F7
堺市教職員厚生会の映画鑑賞妨害行為

 大阪の堺市教職員共済会が、映画「プライド 運命の瞬間」の鑑賞券の斡旋販売を突然中止したことが、産経新聞(6月4日朝刊)によって報じられました。中止した理由は、教職員の一部から「東条元首相のせりふの中に戦争賛美ととれる発言があり、教職員を対象とする厚生会の事業として不適当ではないか」などとする声が寄せられ、理事会で検討した結果「会本来の目的は教職員の福利厚生であり、イデオロギー的にもめることは避けたい」からだそうです。

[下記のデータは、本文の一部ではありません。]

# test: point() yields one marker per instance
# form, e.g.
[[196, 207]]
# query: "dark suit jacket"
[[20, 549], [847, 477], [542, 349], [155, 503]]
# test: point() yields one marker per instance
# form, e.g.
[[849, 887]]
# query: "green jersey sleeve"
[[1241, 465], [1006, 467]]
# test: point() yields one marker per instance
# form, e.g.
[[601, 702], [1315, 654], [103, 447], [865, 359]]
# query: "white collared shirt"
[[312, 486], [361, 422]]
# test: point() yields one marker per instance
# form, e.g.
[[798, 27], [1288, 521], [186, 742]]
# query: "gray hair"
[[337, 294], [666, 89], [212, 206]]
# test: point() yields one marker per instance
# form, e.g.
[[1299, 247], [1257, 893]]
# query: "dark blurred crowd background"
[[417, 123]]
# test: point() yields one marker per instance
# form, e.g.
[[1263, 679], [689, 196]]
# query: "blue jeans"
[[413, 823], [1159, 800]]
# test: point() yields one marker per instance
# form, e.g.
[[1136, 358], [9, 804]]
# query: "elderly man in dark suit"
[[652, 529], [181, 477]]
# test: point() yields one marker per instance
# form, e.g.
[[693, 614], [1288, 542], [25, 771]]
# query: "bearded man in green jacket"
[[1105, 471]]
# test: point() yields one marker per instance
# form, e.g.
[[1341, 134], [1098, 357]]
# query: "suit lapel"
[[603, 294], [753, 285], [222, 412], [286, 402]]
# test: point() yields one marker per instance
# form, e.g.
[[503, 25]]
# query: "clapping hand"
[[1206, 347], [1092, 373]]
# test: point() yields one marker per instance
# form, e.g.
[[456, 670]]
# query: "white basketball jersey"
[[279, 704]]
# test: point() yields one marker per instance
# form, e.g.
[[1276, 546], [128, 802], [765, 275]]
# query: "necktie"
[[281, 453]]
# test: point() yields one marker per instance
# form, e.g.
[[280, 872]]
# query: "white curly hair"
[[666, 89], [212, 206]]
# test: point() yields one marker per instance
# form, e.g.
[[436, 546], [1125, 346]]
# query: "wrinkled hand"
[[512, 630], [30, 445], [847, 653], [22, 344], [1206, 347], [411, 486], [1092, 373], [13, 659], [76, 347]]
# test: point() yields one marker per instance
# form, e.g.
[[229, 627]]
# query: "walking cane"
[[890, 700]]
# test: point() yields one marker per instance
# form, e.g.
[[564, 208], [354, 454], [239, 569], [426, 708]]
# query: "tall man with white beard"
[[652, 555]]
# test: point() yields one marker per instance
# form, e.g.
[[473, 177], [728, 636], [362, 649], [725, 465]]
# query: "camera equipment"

 映画の登場人物のせりふを戦争賛美ととるか、どうとるかは、鑑賞する人それぞれの自由であると思います(ところで戦争賛美って何でしょう。日本の立場を弁明することは戦争の賛美ではありません。東条英機のせりふが戦争賛美であるとは到底思えません。もし、戦争賛美という言葉が当てはまるものがあるとすれば、それは戦勝国の指導者の言葉ではないでしょうか)。教職員が見るのがふさわしいかどうかは各人が判断することです。ふさわしくないと思ったら見なければいいのです。一つの見方を他人に強要してはいけません。他人が映画を見るのを妨害してはいけません。それはファシストのすることです。このような妨害行為をする者には、言論の自由、表現の自由を語る資格はありません。そういう資格のない人間が教職に就いていることに慄然とせざるを得ません。

 理事会の結論もまやかしです。多様な考えがある以上、ある意味でもめ事はつきものです。もめ事を避けていては何もできません。もめ事をどう解決するかが大事なのです。共済会の目的が福利厚生だからこそ映画の鑑賞券を斡旋販売しているのであって、斡旋を中止することは福利厚生という目的に反することになるはずです。今回のような決定は大声で騒ぐものがいれば、理由もなくそれに屈するという、最低の決定です。